GM1a incorporation of TSC

Prior to the incorporation of GM1a into the cell membrane, TSC were seeded in a 12-well plate and incubated at stem cell conditions. After 72 h, TSC were incubated for 3 h with serum-free TSC medium and a concentration of 800 µM GM1a (Carbosynth Biosynth, United Kingdom) at 37 °C. Subsequently TSC were either directly fixed as described earlier or passaged to a new 12-well plate for differentiation.

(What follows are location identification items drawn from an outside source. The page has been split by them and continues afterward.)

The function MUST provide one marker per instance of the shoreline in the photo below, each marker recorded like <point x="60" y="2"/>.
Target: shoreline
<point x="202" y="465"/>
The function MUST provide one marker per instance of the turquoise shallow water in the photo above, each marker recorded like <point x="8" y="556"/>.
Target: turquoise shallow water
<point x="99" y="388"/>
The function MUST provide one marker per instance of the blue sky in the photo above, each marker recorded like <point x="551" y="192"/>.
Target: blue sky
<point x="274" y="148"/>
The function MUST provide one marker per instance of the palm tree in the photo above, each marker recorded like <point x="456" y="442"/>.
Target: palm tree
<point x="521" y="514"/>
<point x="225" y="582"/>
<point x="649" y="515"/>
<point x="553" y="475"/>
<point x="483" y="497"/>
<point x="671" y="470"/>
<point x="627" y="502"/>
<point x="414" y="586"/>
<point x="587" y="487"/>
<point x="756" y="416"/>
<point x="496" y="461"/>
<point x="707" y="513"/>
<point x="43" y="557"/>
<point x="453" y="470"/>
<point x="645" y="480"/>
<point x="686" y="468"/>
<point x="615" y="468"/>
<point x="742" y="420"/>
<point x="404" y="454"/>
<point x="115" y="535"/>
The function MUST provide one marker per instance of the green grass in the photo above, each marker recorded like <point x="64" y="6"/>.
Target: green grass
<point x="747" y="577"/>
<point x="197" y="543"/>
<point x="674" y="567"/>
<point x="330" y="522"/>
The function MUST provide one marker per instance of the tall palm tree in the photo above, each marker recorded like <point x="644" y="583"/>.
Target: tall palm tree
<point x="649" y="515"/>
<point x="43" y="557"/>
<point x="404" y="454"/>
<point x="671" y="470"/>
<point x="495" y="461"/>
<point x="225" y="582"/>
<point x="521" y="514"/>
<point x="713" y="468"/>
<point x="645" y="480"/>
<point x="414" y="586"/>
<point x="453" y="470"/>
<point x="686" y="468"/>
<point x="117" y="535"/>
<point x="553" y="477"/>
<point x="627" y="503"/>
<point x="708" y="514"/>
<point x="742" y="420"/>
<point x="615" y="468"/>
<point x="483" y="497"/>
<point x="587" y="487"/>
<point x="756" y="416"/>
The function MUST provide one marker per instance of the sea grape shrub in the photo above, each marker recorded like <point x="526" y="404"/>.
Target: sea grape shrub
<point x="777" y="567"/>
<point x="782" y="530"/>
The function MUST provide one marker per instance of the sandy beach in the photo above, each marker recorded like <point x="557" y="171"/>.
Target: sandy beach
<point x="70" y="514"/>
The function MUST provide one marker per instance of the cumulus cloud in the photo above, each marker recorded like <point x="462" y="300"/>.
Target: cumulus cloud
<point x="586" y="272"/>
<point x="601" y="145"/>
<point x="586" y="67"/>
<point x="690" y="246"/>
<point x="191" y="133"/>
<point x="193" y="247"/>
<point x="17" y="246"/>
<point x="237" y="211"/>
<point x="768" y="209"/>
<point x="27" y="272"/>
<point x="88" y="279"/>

Complement FH binding assay

TSC were seeded in a 12-well plate and incubated at stem cell conditions for ~72 h. GM1a incorporation was performed in selected wells as described above. Afterwards, TSC were washed two times with serum-free TSC medium. Incubation with human complement FH (Complement Technology, Texas, USA) was carried out at 37 °C for 30 min in serum-free TSC medium at a final concentration of 10 µg/ml. Subsequently, TSC were directly fixed as described above and used for indirect immunofluorescence analysis. For FH binding to PNH-RBC, 50 µl of 5*107 erythrocytes/ml were treated with our without 100 µM GM1a for 60 min at 37 °C and subsequently incubated with 100 µg/ml FH for 30 min at 37 °C. FH binding was assessed via flow cytometry using goat anti-FH and anti-goat Alexa 647 (Invitrogen).

Western blotting

Protein lysates were prepared in RIPA buffer and BCA Assay (Thermo Scientific) was used to determine protein concentration. Equal protein amounts were separated in a 12% SDS-PAGE and blotted onto PVDF membrane. Primary antibody incubation was performed over night at 4 °C with subsequent secondary antibody incubation for 1 h at RT. Detailed dilutions of used antibodies are listed in Table S2. Enhanced chemiluminescence was utilized for detection.

EA.hy926 cell culture

EA.hy926 cells were grown in DMEM high glucose (biowest) with 10% heat-inactivated FCS (Merck) with 1% penicillin/streptomycin (PAN-biotech) at 37 °C in humidified incubators containing 5% CO2. Passaging of subconfluent cells was carried out using TrypLE (gibco). Medium was changed every other day.

PNH cells

Use of human blood samples was approved by the institutional review board/ethics committee. The patient provided written informed consent. Peripheral blood was drawn from a patient with PNH in stable condition during therapy with ravulizumab and anticoagulated with 1/10 vol. 3.8% sodium citrate. Red blood cells were isolated and washed in PBS at least two times.

Hemolysis assay

The hemolysis assays using human and sheep red blood cells are described in detail in the Supplementary Methods.

Calcein release assay

The assay was performed as described before [15]. Description of the procedure can be found in Supplementary Methods.

Statistical analysis

Statistical analysis was performed using GraphPad Prism 7 software (GraphPad, San Diego, CA, USA). One-way ANOVA and mixed two-way ANOVA followed by Bonferroni’s post hoc test were applied as indicated. Normality and equality of variances were assessed by the Shapiro–Wilk and the Brown–Forsythe test, respectively. *p < 0.05, **p < 0.01, ***p < 0.001.